Many patriotic Kiwis celebrated the recent news that the New Zealand government had

purchased Kiwibank, many no doubt hoping for a better deal. But does buying local or from a government-owned enterprise assure you of a better deal?

On August 22, the Crown bought 100% of Kiwi Group Holdings, the company that owns

Kiwibank, from the Superannuation Fund, ACC and NZ Post for an estimated $2.1 billion,

which it will borrow to fund.

When many Kiwis heard this news, the first thing they probably thought was: Excellent! Now we can get better mortgage rates and make sure our money stays in New Zealand.

It is always admirable to hear Kiwis supporting local companies – they are correct to think buying local improves community well-being, adds jobs and encourages entrepreneurship – but remember that your buying decisions will also impact your well-being.

Kiwis often have greater trust for other Kiwis and tend to assume a New Zealand-owned

company must give Kiwis a better deal. This might be true of some buying decisions, but in everything, the best deal is the one that's right for you.

When Jim Anderton set up Kiwibank in 2002, he predicted 40% of New Zealanders would "seriously consider moving their banking to a people's bank" precisely because they wanted better rates. "People feel good about banking with a publicly-owned New Zealand bank. They feel even better when they find out it charges lower fees for full banking services" Anderton said in a speech in 2000.

The reality is that Kiwibank—like all our banks (New Zealand and Australian-owned) – offers excellent customer service and other unique benefits but charges at similar levels to its competitors. A change to Government ownership is unlikely to impact the mortgage rates that the bank offers.

Taking out a mortgage is more than measuring the various lenders' rates. Choosing the right bank for a mortgage requires thinking about dozens of factors, only some of which will be finance related.

For example, structuring a loan can be complicated; mortgage brokers will still need to

collaborate with both borrowers and lenders to get approval for a loan. This doesn't change, no matter who owns the bank.

Neither will public ownership suddenly allow Kiwis to contact specific lenders directly to get a retail mortgage or let them avoid different types of fees. Such constraints will continue to exist no matter who owns the bank. 

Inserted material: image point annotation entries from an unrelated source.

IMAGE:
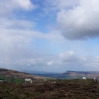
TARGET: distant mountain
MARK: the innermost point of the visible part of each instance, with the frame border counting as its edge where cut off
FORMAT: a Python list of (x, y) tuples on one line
[(80, 74), (70, 74), (16, 74)]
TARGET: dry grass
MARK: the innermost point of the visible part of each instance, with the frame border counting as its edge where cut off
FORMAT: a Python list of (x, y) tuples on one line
[(62, 89)]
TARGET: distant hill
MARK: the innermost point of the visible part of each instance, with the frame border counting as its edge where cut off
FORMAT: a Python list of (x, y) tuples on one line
[(71, 74), (16, 74), (79, 74)]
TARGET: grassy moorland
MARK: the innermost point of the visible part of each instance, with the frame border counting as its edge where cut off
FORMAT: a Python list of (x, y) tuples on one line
[(62, 89)]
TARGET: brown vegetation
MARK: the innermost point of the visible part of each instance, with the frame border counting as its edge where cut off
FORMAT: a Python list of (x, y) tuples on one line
[(62, 89)]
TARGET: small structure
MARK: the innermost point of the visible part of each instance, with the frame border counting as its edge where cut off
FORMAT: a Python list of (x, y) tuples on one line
[(28, 80), (84, 78)]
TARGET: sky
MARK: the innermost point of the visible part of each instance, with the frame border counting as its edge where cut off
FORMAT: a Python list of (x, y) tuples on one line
[(49, 35)]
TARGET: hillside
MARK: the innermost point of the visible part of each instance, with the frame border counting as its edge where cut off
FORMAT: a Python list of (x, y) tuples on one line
[(16, 74), (80, 74), (62, 89), (71, 74)]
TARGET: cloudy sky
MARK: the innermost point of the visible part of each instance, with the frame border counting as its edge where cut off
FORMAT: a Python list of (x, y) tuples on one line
[(49, 35)]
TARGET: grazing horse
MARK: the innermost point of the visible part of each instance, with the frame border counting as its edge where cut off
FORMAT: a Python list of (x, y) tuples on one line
[(28, 80)]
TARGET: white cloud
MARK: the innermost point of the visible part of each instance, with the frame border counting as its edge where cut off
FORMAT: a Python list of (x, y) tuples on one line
[(8, 6), (80, 22), (24, 4), (53, 5)]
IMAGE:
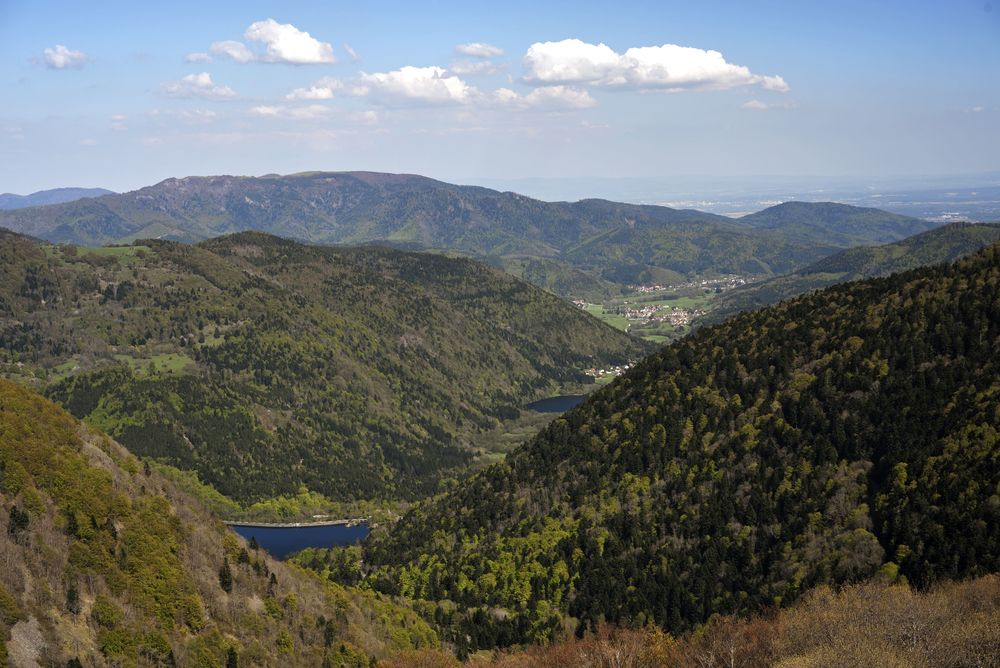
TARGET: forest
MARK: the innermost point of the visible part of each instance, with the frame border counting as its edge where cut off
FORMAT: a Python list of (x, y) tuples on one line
[(845, 435), (265, 365)]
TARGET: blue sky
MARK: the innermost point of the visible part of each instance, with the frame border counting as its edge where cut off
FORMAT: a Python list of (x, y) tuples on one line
[(122, 95)]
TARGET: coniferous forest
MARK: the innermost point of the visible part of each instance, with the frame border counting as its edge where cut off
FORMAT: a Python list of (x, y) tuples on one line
[(846, 435)]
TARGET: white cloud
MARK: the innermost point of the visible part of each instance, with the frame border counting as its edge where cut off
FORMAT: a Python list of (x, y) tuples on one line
[(60, 57), (667, 67), (367, 117), (355, 56), (198, 85), (305, 113), (479, 50), (321, 90), (466, 67), (287, 44), (428, 85), (230, 48), (545, 97)]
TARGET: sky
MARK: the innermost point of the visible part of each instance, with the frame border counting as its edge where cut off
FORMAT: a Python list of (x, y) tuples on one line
[(124, 94)]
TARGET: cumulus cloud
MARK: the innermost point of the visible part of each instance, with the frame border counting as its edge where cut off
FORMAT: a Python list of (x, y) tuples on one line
[(668, 67), (428, 85), (355, 56), (321, 90), (304, 113), (230, 48), (479, 50), (198, 85), (284, 43), (59, 57)]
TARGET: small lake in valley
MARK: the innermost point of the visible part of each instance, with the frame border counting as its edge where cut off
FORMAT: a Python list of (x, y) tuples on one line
[(559, 404), (280, 541)]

A mortgage broker is in the best position to help get the best deal for you from the bank that is most likely to offer a deal that best suits your circumstances.

And no bank can hold your hand through the process as effectively as a mortgage broker. As an advisor and moral support, I wear multiple hats because the mortgage process can be an emotional rollercoaster—a bit like turbulence in an aircraft.

So, rather than focusing on who owns which bank and whether the profits are flowing within New Zealand or into overseas coffers, it is far healthier for your peace of mind to concentrate on picking a lender that best suits you and your family's needs.

If you're entering the mortgage market, then consider asking some of these questions:

  • What is the purpose of the lending? Is it for a first home?

  • What is the size of your deposit?

  • What is the bank policy on the required percentage for a deposit (they all differ)?

  • Do you want a new build? Or is the purpose of the mortgage for an investment? (This is important because some banks offer a discounted rate for new builds for up two years.)

  • Are you happy to use a digital process for taking out a mortgage, or would you prefer a human touch?

  • Finally, your location will also have a bearing on the best deal for you.

Answering critical questions like the above will go a long way to helping uncover which bank is best for your precise situation.

Maybe Kiwibank will turn out to be the best option. Perhaps it won't be. But I know that picking a lender based on emotions or misplaced rules of thumb—such as whether the bank is locally-owned—is not automatically the best choice for your circumstances.